# weak derivative and classical derivative

I was reading PDE by Evans and got confused about the proof of the general Sobolev inequalities. One part of the theorem states that if $U$ is a bounded open set in $\mathbb{R}^n$ with $C^1$ boundary, $k>n/p$ and $n/p$ is an integer, then $W^{k,p}(U)\subset C^{k-[n/p]-1,\gamma}(\bar{U})$ where $\gamma$ is any number $<1$.

The proof says by Morrey's inequality we have $D^\alpha u\in C^{0,1-n/r}$ for all $|\alpha|\leq k-l-1,$ so $u\in C^{k-l-1,1-n/r}.$ My question is that why the regularity can be added up directly, even though in the RHS, Holder spaces need the classical derivative, and LHS we only have weak derivative of $u$?

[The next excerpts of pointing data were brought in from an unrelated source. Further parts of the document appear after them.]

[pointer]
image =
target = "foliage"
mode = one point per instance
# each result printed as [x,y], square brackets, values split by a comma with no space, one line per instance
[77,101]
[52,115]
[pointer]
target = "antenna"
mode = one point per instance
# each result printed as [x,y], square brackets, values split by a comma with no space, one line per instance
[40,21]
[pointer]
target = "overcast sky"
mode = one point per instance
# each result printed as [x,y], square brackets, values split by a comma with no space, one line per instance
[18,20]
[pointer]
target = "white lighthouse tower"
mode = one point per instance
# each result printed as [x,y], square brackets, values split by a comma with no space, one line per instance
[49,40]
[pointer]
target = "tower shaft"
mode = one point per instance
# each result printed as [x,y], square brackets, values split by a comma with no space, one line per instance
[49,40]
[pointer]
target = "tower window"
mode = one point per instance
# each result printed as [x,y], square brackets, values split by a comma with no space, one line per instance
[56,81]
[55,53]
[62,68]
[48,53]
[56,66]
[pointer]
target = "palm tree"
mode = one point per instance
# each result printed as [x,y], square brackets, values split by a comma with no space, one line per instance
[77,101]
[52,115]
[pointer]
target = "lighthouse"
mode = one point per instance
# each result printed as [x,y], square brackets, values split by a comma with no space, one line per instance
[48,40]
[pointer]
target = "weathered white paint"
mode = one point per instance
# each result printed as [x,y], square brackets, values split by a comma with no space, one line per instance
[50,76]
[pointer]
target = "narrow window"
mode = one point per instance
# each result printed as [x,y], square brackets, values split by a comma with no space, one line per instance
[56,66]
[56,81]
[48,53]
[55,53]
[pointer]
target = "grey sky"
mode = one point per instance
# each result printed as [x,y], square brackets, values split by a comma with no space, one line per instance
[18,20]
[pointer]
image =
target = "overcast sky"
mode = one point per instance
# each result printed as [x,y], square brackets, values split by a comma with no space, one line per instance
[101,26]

I understand that under this situation, for each first order weak derivative $\partial_i u$ of $u$, we have a version that is Holder continuous. And we can find a version of $u$ that has classical partial derivatives almost everywhere and it is equal to the corresponding weak derivative almost everywhere. But by these properties I can only see that $u$ is $C^1$ "almost everywhere". How do we get $u\in C^1$ entirely? Thanks for any help.

Once $D^\alpha u \in C^{0,\gamma}$ the weak derivative is actually classical. The general Sobolev inequalities apply to a version of $u$, just like Morrey. So there is a version of $u$ that is in $C^{k,\gamma}$, but certainly other versions may be less regular.